The city works with the shelters to run various outreach programs as part of the Extreme Cold-Weather Initiative. 

For example, the Salvation Army Outreach Van patrols the city almost 24 hours a day to find people in need and take them in or give them supplies.

According to Maddox, sometimes the issue for outreach services is that not everyone wants to be helped. 

“There are individuals who are afraid of shelters and do not come in due to their own mental illnesses, who choose to live on the streets,” says Maddox. “There’s not many of them, but we work in co-operation with the other shelters in town to make sure those individuals are taken care of during the cold evenings.”

The emergency shelters, such as the Ottawa Mission and the Shepherds of Good Hope, are in frequent contact to streamline services and shuffle people around to manage overflow. 
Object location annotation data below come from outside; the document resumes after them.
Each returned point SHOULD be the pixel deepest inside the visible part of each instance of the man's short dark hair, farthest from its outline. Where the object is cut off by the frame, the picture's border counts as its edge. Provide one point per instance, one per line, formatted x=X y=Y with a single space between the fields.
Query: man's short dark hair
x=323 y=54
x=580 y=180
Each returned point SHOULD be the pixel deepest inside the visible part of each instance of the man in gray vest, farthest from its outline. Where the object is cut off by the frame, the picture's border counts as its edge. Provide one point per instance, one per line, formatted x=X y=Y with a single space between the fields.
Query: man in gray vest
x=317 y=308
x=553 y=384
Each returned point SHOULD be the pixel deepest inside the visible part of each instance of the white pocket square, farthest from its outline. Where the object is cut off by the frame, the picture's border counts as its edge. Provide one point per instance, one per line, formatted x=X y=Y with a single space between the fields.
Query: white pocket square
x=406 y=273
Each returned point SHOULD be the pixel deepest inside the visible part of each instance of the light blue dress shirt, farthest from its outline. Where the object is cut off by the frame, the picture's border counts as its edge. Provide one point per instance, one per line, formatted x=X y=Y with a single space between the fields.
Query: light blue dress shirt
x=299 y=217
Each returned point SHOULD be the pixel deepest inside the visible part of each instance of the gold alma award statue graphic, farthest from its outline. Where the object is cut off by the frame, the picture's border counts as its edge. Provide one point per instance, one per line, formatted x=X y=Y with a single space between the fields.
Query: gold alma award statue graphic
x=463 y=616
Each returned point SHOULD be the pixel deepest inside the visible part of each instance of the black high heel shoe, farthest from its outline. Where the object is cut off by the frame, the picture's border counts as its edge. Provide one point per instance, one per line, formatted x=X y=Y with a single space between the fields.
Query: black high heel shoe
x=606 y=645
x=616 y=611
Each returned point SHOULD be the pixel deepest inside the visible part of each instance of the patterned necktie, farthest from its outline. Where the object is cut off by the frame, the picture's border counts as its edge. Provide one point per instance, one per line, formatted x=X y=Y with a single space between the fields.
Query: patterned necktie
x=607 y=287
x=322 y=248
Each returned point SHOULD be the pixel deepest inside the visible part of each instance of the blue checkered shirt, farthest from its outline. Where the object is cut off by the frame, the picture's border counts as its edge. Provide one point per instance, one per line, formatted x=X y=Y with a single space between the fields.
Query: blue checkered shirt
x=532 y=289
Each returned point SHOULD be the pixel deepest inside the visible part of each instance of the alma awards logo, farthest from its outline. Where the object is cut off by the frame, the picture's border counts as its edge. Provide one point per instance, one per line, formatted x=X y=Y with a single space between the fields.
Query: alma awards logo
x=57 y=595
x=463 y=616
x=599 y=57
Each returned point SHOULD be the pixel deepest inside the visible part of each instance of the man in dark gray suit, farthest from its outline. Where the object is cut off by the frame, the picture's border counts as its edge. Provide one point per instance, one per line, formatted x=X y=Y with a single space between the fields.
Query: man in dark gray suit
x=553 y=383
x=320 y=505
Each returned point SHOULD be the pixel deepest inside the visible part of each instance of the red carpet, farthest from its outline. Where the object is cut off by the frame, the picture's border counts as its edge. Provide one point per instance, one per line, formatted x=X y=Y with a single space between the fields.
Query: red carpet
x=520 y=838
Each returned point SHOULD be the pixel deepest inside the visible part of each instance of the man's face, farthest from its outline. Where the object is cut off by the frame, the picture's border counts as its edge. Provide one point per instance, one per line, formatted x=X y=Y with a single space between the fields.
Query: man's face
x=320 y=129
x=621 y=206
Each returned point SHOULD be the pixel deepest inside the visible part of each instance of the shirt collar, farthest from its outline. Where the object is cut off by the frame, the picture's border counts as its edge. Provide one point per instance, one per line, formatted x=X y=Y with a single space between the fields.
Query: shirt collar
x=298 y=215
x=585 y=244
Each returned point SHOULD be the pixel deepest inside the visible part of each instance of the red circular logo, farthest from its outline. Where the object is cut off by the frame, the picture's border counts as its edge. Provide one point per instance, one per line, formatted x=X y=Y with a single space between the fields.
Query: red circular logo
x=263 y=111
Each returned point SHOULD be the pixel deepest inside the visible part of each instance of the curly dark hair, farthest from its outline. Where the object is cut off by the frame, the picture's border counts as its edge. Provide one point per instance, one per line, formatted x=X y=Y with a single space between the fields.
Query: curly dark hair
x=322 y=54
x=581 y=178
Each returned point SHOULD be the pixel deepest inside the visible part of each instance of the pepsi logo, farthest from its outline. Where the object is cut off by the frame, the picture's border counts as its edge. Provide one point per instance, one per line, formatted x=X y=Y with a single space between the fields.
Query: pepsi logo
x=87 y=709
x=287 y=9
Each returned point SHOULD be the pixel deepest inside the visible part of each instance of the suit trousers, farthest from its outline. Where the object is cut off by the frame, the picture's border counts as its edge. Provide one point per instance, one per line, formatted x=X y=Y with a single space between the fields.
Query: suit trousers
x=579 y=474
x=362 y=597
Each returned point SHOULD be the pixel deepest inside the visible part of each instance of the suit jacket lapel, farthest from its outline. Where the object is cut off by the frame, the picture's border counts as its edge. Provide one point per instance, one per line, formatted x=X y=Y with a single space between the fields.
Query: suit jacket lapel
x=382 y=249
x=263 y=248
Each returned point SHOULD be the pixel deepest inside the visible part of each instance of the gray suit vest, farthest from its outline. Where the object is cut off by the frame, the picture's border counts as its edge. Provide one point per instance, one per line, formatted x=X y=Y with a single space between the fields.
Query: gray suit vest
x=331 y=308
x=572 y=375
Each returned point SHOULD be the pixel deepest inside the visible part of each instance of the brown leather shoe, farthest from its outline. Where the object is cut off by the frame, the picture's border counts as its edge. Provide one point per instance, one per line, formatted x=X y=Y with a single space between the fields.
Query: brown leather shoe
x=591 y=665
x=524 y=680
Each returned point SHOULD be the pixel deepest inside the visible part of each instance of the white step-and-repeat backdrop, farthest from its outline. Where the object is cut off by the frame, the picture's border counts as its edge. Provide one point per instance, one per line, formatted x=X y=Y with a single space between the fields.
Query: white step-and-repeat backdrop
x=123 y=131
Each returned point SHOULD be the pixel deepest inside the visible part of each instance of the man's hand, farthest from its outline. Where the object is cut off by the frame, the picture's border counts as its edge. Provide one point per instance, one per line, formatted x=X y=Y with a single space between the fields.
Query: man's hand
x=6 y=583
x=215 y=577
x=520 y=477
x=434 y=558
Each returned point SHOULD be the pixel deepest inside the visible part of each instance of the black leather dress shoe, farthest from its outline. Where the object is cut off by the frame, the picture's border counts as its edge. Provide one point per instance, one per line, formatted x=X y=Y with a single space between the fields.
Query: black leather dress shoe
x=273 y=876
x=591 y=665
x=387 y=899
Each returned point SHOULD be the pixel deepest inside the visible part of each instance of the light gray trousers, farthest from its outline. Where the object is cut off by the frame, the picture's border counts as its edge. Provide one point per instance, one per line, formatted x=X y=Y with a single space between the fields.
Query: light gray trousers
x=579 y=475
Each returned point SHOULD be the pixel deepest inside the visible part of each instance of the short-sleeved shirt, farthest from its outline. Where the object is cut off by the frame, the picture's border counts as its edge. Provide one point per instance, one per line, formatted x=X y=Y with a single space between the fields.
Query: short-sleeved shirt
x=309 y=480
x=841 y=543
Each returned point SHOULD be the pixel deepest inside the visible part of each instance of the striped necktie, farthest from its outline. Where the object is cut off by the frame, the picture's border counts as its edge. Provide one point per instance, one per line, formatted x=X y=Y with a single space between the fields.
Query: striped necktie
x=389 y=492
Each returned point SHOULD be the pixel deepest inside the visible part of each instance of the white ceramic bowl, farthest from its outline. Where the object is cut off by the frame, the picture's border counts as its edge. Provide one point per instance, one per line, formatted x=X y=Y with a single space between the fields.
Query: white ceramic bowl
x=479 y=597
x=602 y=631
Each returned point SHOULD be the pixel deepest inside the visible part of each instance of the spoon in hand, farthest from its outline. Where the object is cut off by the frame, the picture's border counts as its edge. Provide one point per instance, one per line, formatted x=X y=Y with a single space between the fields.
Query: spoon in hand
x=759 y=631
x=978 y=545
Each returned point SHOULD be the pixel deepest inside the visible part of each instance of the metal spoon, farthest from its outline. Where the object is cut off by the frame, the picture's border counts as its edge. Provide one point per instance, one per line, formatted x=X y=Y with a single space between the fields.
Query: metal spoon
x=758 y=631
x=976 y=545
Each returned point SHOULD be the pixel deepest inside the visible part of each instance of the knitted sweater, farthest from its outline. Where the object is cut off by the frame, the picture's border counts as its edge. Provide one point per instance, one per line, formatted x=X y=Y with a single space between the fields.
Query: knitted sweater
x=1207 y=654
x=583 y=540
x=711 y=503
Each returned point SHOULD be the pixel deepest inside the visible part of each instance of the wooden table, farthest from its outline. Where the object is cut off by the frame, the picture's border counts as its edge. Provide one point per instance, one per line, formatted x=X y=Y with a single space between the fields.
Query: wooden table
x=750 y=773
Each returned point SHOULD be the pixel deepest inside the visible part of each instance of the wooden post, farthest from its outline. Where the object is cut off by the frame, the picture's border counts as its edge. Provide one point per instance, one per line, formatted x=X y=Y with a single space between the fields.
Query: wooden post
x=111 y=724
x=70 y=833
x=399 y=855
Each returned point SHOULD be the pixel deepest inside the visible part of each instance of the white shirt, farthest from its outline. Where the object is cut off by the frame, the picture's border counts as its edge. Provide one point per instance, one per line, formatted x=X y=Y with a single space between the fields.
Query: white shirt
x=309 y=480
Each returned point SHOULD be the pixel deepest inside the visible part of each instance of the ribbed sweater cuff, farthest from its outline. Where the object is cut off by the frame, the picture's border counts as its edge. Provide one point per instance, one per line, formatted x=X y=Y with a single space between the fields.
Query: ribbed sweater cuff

However, there are only so many extra mats they’re able to lay out. 

Mike Bulthuis, executive director of the Alliance to End Homelessness, says the only way to solve congestion in the city’s shelters is by giving people ways to escape homelessness. 

“Where we have work to do as a community is to come together and create the permanent housing solutions so that these folks don’t have to experience these kinds of conditions,” Bulthuis says. 

According to the organization’s 2013 report card assessing homelessness in Ottawa, 500 fewer people were using homeless shelters than in 2012, but the average length of stay had risen from 69 days to 73 days. Bulthuis says the 2014 report card will be released in the spring. 

Meanwhile, at the Ottawa Mission, staff keep the lounge area near their front desk open 24/7 so people can come in throughout the night and warm up.

“We try to make sure if somebody is trying to get out of the cold weather that they have a place to go,” says Roy.